I can think of 2 ways.
X = A\B
Using for loop,
invA = A\speye(size(A))
for i = 1:size(B,2)
X(:,i) = invA*B(:,i);
end
Is there a better way than the above two? If not, which one is best between the two I mentioned?
First things first - never, ever compute inverse of A. That is never sparse except when A is a diagonal matrix. Try it for a simple tridiagonal matrix. That line on its own kills your code - memory-wise and performance-wise. And computing the inverse is numerically less accurate than other methods.
Generally, \
should work for you fine. MATLAB does recognize that your matrix is sparse and executes sparse factorization. If you give a matrix B
as the right-hand side, the performance is much better than if you only solve one system of equations with a b
vector. So you do that correctly. The only other technical thing you could try here is to explicitly call lu
, chol
, or ldl
, depending on the matrix you have, and perform backward/forward substitution yourself. Maybe you save some time there.
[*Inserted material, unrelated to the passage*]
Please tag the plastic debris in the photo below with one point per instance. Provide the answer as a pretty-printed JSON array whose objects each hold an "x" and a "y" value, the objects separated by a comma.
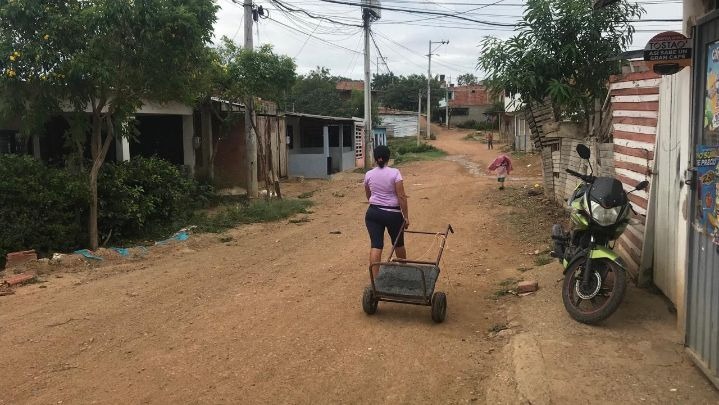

The fact is that the methods to solve linear systems of equations, especially sparse systems, strongly depend on the problem. But in almost any (sparse) case I imagine, factorization of a 15k system should only take a fraction of a second. That is not a large system nowadays. If your code is slow, this probably means that your factor is not that sparse sparse anymore. You need to make sure that your matrix is properly reordered to minimize the fill (added non-zero entries) during sparse factorization. That is the crucial step. Have a look at this page for some tests and explanations on how to reorder your system. And have a brief look at example reorderings at this SO thread.